Os sonolentos da BN

Roberto Kaz

  • Com a chegada do verão, em dezembro, a cidade do Rio de Janeiro é invadida por um calor escaldante. Em dias de pico, a temperatura atinge 40ºC. Os surfistas de plantão correm para o mar. No Centro, quem trabalha precisa inventar outras formas de se refrescar. Algumas mulheres se abanam com leques. Outras bebem água de coco. E certas pessoas encontram solução mais barata, criativa e, digamos, “intelectualizada”: visitam a Biblioteca Nacional, onde, faça sol ou faça chuva, o clima é sempre o mesmo: a instituição tem uma aparelhagem de ar-condicionado impecável!

     O sistema de refrigeração da Biblioteca Nacional certamente não atrai tanta gente quanto o seu rico acervo de livros, periódicos, imagens e documentos históricos. Mas algumas pessoas entram no edifício com o intuito de ter uma tarde agradável, e, embaladas pelo clima ameno, acabam adormecendo. São os “sonolentos da Biblioteca”.

    Na Divisão de Periódicos, a maioria dos sonolentos é de aposentados que chegam à casa às nove da manhã e lá permanecem até o fim da tarde. Entre uma pesquisa e outra, acabam cochilando. Os funcionários preferem não incomodá-los (a não ser quando dormem com a cara rente a um documento histórico). No entanto, mesmo com um caso aqui e outro acolá, o número de “dorminhocos” na sala de periódicos é pequeno por uma razão espacial: ali, as mesas são coletivas. Mais vale pegar no sono na Divisão de Obras Gerais, onde as escrivaninhas são individuais.

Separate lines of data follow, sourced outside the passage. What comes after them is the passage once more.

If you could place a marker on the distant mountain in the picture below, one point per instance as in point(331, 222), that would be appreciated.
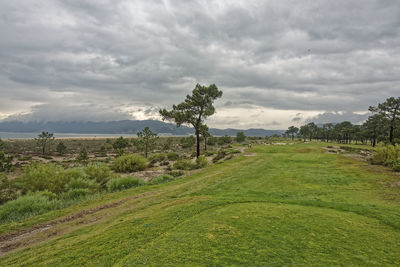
point(119, 127)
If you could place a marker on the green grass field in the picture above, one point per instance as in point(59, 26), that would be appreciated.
point(279, 205)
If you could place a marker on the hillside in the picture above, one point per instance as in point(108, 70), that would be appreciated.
point(119, 127)
point(275, 205)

    Maria Lúcia Guaraná, bibliotecária da Divisão de Obras Gerais há 25 anos, nunca viu usuário roncando ou caindo da cadeira devido ao sono, mas recorda o caso de um mendigo que levava um cobertor para melhor se aconchegar na cadeira. Dormia até que as luzes do prédio se apagassem – e ele tivesse que ser cordialmente expulso por um funcionário.

    Mas não são apenas os sonolentos que formam o acervo de curiosidades humanas da BN. Como ninguém pode ser barrado na entrada (exceto homens de camiseta regata e short curto), o edifício acaba abrigando alguns personagens exóticos. Maria Lúcia conta que, não raro, alguns homens um pouco afetados por álcool entram na casa. Dez anos atrás, um deles pediu-lhe um livro sobre orixás. Quando ela o encontrou, a alegria do cidadão foi tanta que ele começou a cantar e, não se contendo, tirou-a para dançar em plena sala de leitura. As pessoas que estudavam acharam graça. As que dormiam, despertadas à revelia, se enfadaram.